In principle you could probably use some kind of symbolic math solving library to try to detect optimization opportunities like this in general code. In practice it just wouldn't be worth it, even at -O3, because it would add a ton of CPU and memory overhead to compilation and the optimization would be very rarely applicable in the first place.

1 comments

This "run two loops in parallel" pattern is an _incredibly_ common pattern for these "high speed benchmarks". A whole lot of different programs in the high-speed space (this CRC32, the lookup3 Jenkins Hash, My own AES random number generator, etc. etc.).

Instead of the programmer manually thinking of the "two independent pipelines", its quite possible that we can imagine a language where the two pipelines were programmed separately, and then a compiler merges them together knowing about the pipeline details (ex: Skylake is 1-per-clock throughput / 3-clock latency, AMD might be different like 1-per-clock throughput / 4-clock latency or something).

The programmer's job would be to "separate out the two independent threads of execution", while the compiler's job is to "merge them back together into one instruction stream".

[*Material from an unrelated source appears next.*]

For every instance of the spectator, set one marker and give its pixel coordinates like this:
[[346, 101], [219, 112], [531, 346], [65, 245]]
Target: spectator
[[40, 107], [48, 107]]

Much like how SIMD-code is written today, the programmer is responsible for finding the parallelism. The compiler / machine is responsible for efficient execution.

--------

As it is, today's high speed programmers have to do both tasks simultaneously. We have a mental model of the internal registers, pipelines, throughput, latencies of different execution units, and manually schedule them to match our mental model. (But that mental model changes as new CPUs come out every few years).

The hard part is figuring out the parallelism. I don't think we have a language that describes this fine-grained parallelism though, in any case. Just a "what if we lived in a magically perfect world" kinda hypothetical here...

EDIT: Alternatively, you can "cut dependencies" and hope that the compiler discovers your (intended) low dependency chain. IE: Manually unroll loops and whatever, which works better in practice than you might think (and such manual unrolling often seems to trigger the AVX autovectorizer in my experience, if you're lucky).